Carandiru (2003, Brazil)
This is almost certainly the best Brazilian prison riot movie you will ever see.
It is based on the events of 2 October 1992 in the Carandiru Penitentiary, São Paulo, Brazil in which 111 prisoners were killed as 68 military police stormed the prison, and while the blurb describes the prison as ‘a powderkeg waiting to explode’ the film doesn’t convey that at all. It’s awfully overcrowded, drug use is rampant and there are few staff, but tensions (even the killings of other inmates, for which permission is sought and granted from the more influential inmates) are managed in a fairly orderly fashion. The film centres around the sympathetic prison doctor, Dráuzio Varella, whose principal task seems to be conducting AIDS tests, and follows a variety of soap opera prisoners with whom he has contact – almost all of them either romanticised killers or transsexuals.
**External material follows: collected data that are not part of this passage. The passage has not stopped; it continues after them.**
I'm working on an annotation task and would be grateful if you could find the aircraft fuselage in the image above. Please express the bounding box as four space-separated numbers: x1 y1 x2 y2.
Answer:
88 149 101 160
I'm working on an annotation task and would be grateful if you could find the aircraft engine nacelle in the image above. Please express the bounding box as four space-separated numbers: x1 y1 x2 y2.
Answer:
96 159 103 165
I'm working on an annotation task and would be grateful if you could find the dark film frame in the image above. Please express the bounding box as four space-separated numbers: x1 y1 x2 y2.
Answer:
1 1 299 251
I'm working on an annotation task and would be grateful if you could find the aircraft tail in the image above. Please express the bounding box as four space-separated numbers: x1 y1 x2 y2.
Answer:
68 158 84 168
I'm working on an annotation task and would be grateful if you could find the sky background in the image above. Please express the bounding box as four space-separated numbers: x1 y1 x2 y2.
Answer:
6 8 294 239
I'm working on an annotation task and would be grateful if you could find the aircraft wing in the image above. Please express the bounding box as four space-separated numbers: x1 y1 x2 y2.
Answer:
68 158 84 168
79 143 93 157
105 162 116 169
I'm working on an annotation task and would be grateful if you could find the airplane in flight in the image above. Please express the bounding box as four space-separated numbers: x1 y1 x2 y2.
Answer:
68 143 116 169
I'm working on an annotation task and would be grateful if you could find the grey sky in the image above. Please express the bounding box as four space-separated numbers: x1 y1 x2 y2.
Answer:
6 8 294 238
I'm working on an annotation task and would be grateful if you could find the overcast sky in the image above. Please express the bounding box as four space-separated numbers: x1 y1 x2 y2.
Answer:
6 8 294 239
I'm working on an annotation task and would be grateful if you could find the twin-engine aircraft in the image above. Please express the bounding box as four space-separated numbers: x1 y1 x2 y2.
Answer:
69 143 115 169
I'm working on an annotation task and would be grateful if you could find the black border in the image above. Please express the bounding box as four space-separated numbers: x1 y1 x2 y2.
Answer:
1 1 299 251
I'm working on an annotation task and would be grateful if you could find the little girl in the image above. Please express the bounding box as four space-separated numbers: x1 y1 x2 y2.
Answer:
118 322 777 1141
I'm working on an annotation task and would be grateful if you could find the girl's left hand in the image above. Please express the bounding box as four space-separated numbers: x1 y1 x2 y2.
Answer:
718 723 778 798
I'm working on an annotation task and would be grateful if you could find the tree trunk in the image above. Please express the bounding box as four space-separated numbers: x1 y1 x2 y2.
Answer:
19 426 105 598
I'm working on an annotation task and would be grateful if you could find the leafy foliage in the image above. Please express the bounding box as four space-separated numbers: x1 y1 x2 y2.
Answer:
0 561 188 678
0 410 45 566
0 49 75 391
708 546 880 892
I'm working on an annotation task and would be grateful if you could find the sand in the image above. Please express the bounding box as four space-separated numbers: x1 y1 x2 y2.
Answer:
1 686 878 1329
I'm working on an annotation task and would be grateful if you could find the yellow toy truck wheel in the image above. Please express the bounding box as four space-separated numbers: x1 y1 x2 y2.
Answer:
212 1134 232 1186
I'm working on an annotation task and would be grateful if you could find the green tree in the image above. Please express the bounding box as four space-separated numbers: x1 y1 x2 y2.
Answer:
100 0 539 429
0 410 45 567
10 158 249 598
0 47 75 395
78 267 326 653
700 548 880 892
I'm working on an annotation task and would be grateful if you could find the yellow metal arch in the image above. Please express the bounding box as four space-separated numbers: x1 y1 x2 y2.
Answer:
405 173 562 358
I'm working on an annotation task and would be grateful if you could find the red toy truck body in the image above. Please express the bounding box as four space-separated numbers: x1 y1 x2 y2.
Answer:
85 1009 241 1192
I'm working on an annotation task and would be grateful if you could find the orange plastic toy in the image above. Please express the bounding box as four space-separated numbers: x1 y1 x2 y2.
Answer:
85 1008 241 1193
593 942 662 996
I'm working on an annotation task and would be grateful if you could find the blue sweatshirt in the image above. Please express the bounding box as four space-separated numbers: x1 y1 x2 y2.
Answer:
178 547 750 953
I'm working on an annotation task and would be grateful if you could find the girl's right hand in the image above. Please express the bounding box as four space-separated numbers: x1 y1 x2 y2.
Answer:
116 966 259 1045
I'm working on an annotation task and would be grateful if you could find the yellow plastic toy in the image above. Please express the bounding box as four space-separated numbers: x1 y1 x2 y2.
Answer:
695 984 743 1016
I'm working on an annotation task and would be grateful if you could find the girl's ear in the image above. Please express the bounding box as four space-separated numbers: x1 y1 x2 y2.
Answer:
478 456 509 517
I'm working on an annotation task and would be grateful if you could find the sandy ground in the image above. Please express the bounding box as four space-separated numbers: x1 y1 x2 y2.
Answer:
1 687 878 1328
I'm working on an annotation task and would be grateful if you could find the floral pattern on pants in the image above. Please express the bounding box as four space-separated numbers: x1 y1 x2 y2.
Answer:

If the film can be believed, the riot (which takes up surprisingly little of the action) started out of nowhere – over a pair of underpants hung on a line, or the result of a football match, or some other unfathomable thing. Enter the riot squad who, according to the movie, proceed to mow down defenceless, unarmed prisoners. There were no police fatalities. It’s an extraordinary ending to an engrossing film – particularly if the prison life depicted is a remotely accurate reflection of the Latin American penal system. Most of the film was seemingly shot on location before the prison was demolished in 2002.
Posted on May 2nd, 2009 at 12:29 am. Updated on August 29th, 2019 at 8:43 pm.